Re: Top five words by occurrence
by jimbojones (Friar) on Jul 18, 2005 at 16:54 UTC
    Hi,

    You might also want to look at Text::ExtractWords. I haven't used it, but it looks like it does what you want.

    - j

Re: Top five words by occurrence
by halley (Prior) on Jul 18, 2005 at 17:08 UTC
    While the code to do this sort of thing is very simple, you might find it even simpler to try Data::Favorites.
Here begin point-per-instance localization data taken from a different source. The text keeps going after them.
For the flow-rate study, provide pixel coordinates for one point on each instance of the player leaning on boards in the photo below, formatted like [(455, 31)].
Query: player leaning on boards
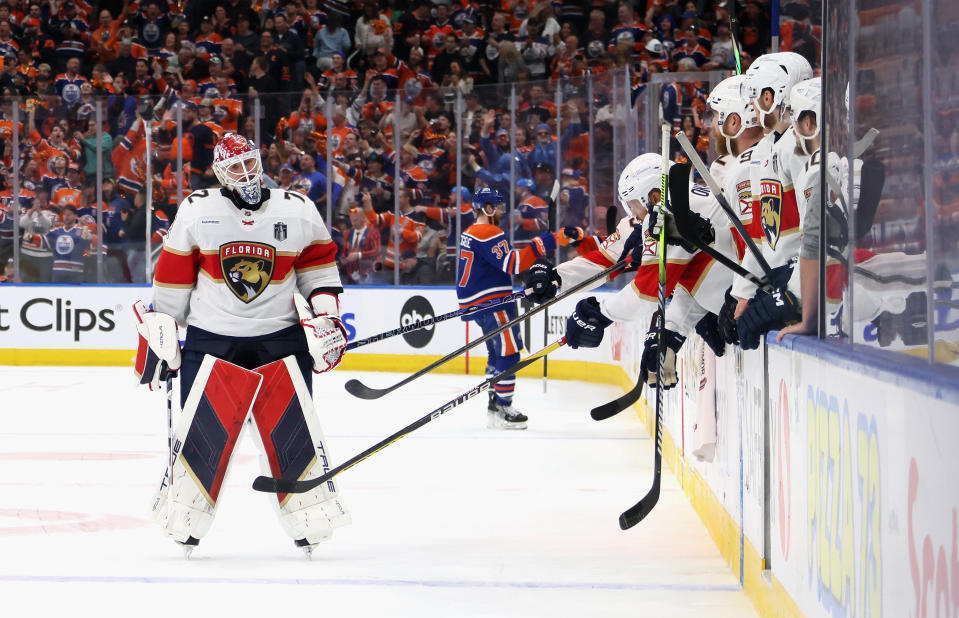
[(236, 270), (484, 273)]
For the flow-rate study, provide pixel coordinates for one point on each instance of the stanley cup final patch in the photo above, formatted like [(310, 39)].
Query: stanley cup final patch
[(770, 209), (247, 268)]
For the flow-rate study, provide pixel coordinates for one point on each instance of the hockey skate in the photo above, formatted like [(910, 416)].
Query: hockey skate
[(505, 416), (188, 546)]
The timestamping features might be superfluous for your needs.

    --
    [ e d @ h a l l e y . c c ]

Re: Top five words by occurrence
by jacques (Priest) on Jul 18, 2005 at 17:04 UTC
    Have you heard of the Unix program called uniq?

    It might help you here. (You can also pipe its output to a perl one-liner if you need more flexability.)

Re: Top five words by occurrence
by Anonymous Monk on Jul 19, 2005 at 11:04 UTC
    Is this because I am using split? Is there a better way to go about this.
    Yes. You're splitting on whitespace, and there's no whitespace between uncomfortable and its following comma. Instead of splitting on whitespace, you might want to extract sequences of word characters - instead of
    my @words = split;
    you'd write:
    my @words = /\w{5,}/g;
    with the added benefit of not having to test of word length anymore, you're extracting words consisting of at least 5 characters.
    I am sure I will start missing words that have apostrophes too.
    Indeed. Extracting word characters will miss words containing apostrophes. Or hyphens. Extracting words from a random text, where the words can contain punctuation is not a trivial thing to do.

    A'mous-Monk